Toni Rose - Louisiana Tech University



Article reviewed—too short

Summary—talk about the article more

Evaluation—could be stronger

Grammar—proofread more

83

Toni Rose

English 202-W85

Dr. Magee

Twain’s Adventure of Huckleberry Finn

Matthew Hurt starts out by talking about how Huck’s crises and growth was due to his ongoing adventures. First and mainly he discussed how Huck was really racist with Jim. He tried to be a friend, but really not knowing how to go about by being one. His relationship with Jim was really a disgrace to with the white community since Jim was considered a slave. When he was talking to Miss Watson or Aunt Sally, Jim was nothing more than a “nigger.” Hurt thought that Miss Watson may been the reason why Huck would not let go and be a real friend to Jim. In Huck’s eyes, if he had admitted that Jim was a good friend, he would be a lesser person since Jim was black. Jim gave Huck a lecture on friendship trying to make Huck see the light,; iInstead, this made Huck mad. He got so mad that the dirty trick he played on Jim was not regretted. He did not apologize to Jim. He wanted Jim to apologize to him.

Soon after the first incidence, Huck and Jim was on a raft and was run over by a steamboat. Huck called out for Jim several times. When he did not get a reply, he went to shore. Then after that, Huck did not worry about Jim’s safety. Unbeknown to Huck, Jim was watching him from the shore. Huck finds out later that Jim was held captive at the Phelps’s farm. He decides that he must do the right thing and save Jim from captivity. He thought that if he went to hell, it was better than his upbringing with the widow Douglas and Miss Watson.

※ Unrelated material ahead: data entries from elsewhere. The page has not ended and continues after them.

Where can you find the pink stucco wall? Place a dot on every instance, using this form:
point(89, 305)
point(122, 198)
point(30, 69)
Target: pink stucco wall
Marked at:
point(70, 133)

When he appeared at the farm, his Aunt Sally did not think anything of it. She had heard about the incident with the steamboat and asked if anyone was hurt. Huck only replied, “Killed a nigger.” This made the underwriter think that Huck did not care anything about Jim. He was using this as a mind game strategy against his aunt to make her think that. The fact that he was her nephew and said racist remarks, she was convinced. Unbeknown to her, Huck was just adding coal to the fire with things she wanted to hear. At the end the author disagree with the underwriter about the claim that Huck’s relationship with Jim had already ended before this crisis.

When reading this article, I felt that Hurt did agree with most of the Smith’s writing of this story. I did not agree with Smith keeping on about the racial issue. I know Huck had some conflict with Jim being black at first, but it just did not linger on. He showed a real way of how an aunt would welcome her nephew. How Huck used this to help his friend by not letting on with his aunt.

Hurt lost me at the end when he just left it, “a claim that the counternarrative of moral backsliding render dubious at best.”

WORKS CITED

Hurt, Matthew; Explicator, 2005 Fall; 64 (1): 41-44. (Journal article)

SMITH, David L., “Huck, Jim, and American Racial Discourse.” Satire or Evasion? Black Perspectives on Huckleberry Finn. Ed. James S. Leonard, Thomas A. Tenney, and Thadious M. Davis. Durham: Duke UP, 1992. 103-20.

Twain, Mark [Samuel Langhorne Clemens]. Adventures of Huckleberry Finn. [1885]. Berkeley: U of California P, 1985.